Barbara Yoshida is an adventurous traveler and photographer who fills her backpack with tent, sleeping bag, large format camera, film and tripod, then sets out to capture natural forms and spiritual locations in countries from Sweden in the north througout Europe to Portugal, Spain and Italy in the south, then east to Ukraine, Armenia, and Israel, around the Mediterranean to Morocco and west Africa, and even to Japan and Mongolia. Camping with her family in the woods of northern Idaho was an early influence and her interest in the natural world has remained. She started using a camera for her artistic expression after more than twenty years as a painter and six years making sculpture. While pursuing her photographic work, she also spent several years doing printmaking, using photo processes. Photographing the U.S. through a half-dozen artist's residencies for the National Park Service honed her skills working in various weather conditions, and resulted in a series of color landscapes as well as a series of photogravure prints. It was during this time that she began to focus on stones. Following ten years of photographing Neolithic standing stones in moonlight, her monograph, Moon Viewing: Megaliths by Moonlight, has been published by Marquand Books, September 2014.
One of her photographs of a standing stone was selected by Joyce Tenneson for "The View Project" at Naples Museum of Art in Florida. Her photogravures were shown at Atelier Lacourière Frélaut in Paris and seven large moonlight prints were featured at Southeast Museum of Photography in Florida. Her night photography can also be seen in Night and Low-Light Photography: Professional Techniques from Experts for Artistic and Commercial Success.
Yoshida is an American artist, living and working in New York City.
P H O T O G R A P H ER
Lucy Lippard - essay (excerpt)
Yoshida's esthetic choice of nocturnal views eschews the dramatic cloud forms that have become a staple of conventional landscape photography, making it clear that what she is after is not merely the image as such, but its secrets.
Yoshida takes her photography into an unpeopled personal realm where subject and object merge, giving form to the sense of awe that is inescapable when we are confronted by these extraordinary places, but veiling them in the distance that is part of their appeal.
Lucy R. Lippard
Lucy R. Lippard is one of the best art critics and writers working today. She is the author of Overlay: Contemporary Art and the Art of Prehistory (1983), Time and Time Again: History, Rephotography and Preservation in the Chaco World (2013, with Peter Goin), and Undermining: A Wild Ride through Land Use, Politics and Art in the Changing West (2014).

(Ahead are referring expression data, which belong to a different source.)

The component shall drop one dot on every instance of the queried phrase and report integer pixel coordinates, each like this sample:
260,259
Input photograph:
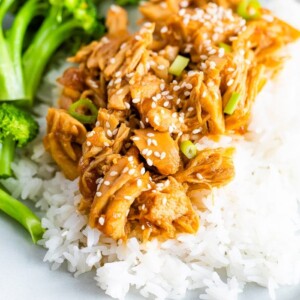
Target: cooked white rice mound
247,234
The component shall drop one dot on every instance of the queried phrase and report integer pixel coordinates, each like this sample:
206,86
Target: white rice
249,234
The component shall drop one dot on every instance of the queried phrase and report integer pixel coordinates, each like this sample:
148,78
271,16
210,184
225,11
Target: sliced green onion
178,65
188,149
87,105
232,103
226,47
249,9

Linda Connor - foreword (excerpt)
[Yoshida] takes our imagination into the night, shows us how we and our planet are rotating against the night sky, and how our sweet sister, the moon, illuminates ancient stones once revered, but exactly how and why is now lost to time. It seems to me that one of the best reasons for art is to draw us toward mystery. Barbara's subtle and elegant pictures certainly do that.
Linda Connor is admired and respected as both a photographer and educator. She travels all over the planet, photographing spiritual sites. Her recent monograph is entitled Odyssey: The Photographs of Linda Connor (2008, with William L. Fox).